Insisting on this clear qualification of gender equality, in the business and institutional field, we find a strong demand for inclusive leadership. This inclusive leadership requires an attitude and a mode of operation that can be summarised in four key points:
- 1) Valuing diversity. Identify, assume and truly believe that diversity is valuable. That diversity enriches human teams and organisations. In the gender perspective, this mentality is definitive. The integration of feminine and masculine perspectives in any project or team is a clear enrichment.
- 2) Avoiding the tendency to homogenise. The logic of homogenisation goes through EVERYTHING and EXCEPTION and this necessarily leads to generating EXCLUSION. Overcoming this old tendency towards homogenisation is a qualitative leap of great business and institutional relevance. In the gender perspective, this issue becomes fundamental. It is not a question of women having to "conform" to male models or references of functioning, nor is it a question of men having to mutate to feminine perspectives or functioning. It is precisely about getting out of the formula of uniformity and giving the opportunity for the development of diversity.
3) Integrating diversity is to actively include the unique values that each 'version' of the 'di-verse' brings. Inclusive leadership has to constantly and naturally conjugate the verb to integrate. In the gender perspective, this verb: to integrate, is essential in any business or institutional project or team. It is the integration of gender perspectives that allows for an enrichment that each member of the team notices on a personal level and that motivates an important increase in the value of the output of the projects and of the professional teams.

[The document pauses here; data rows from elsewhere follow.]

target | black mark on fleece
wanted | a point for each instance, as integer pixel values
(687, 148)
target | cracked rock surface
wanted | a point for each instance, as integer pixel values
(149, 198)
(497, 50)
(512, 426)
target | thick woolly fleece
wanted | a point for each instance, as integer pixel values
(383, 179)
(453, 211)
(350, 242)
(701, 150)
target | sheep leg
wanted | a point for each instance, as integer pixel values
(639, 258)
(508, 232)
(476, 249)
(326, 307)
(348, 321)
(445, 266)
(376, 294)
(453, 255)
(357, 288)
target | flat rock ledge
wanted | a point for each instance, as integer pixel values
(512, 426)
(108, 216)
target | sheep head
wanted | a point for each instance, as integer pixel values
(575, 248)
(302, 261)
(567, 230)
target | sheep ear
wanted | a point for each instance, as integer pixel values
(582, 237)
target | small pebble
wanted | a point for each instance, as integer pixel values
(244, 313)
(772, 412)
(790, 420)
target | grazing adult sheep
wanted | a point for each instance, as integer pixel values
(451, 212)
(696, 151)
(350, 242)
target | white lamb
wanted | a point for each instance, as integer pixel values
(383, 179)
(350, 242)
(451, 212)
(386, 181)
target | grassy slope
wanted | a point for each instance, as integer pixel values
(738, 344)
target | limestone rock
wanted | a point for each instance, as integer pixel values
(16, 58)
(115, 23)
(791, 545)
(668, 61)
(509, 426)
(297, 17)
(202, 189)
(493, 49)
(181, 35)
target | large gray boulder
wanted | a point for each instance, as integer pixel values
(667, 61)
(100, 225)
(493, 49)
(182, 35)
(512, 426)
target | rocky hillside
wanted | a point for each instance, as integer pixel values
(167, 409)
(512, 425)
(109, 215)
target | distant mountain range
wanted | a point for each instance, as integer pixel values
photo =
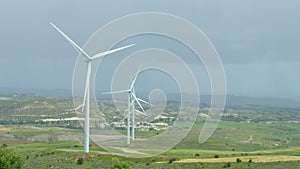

- 4) Therefore, the logic of inclusive leadership is the logic of NOT-EVERYTHING: I don't know everything, I don't have everything, I can't do everything, I am not completely right, etc. I am integrating "NOT-EVERYTHING" parts that complement and enrich each other. If I am in the NOT-EVERYTHING, I am open to inclusion. In the gender perspective, we are clearly in this logic of the NOT-EVERYTHING and it is from this openness that we achieve real success in collaborative work. We leave the old framework of competitiveness and we are fully situated in Co-Collaboration.
From my point of view, the logic of the NOT-EVERYTHING is at the heart of the DNA of the transformation brought about by the gender perspective. We are already seeing it and we will see it circulating more intensely through the veins of organisations and society in general in the coming years.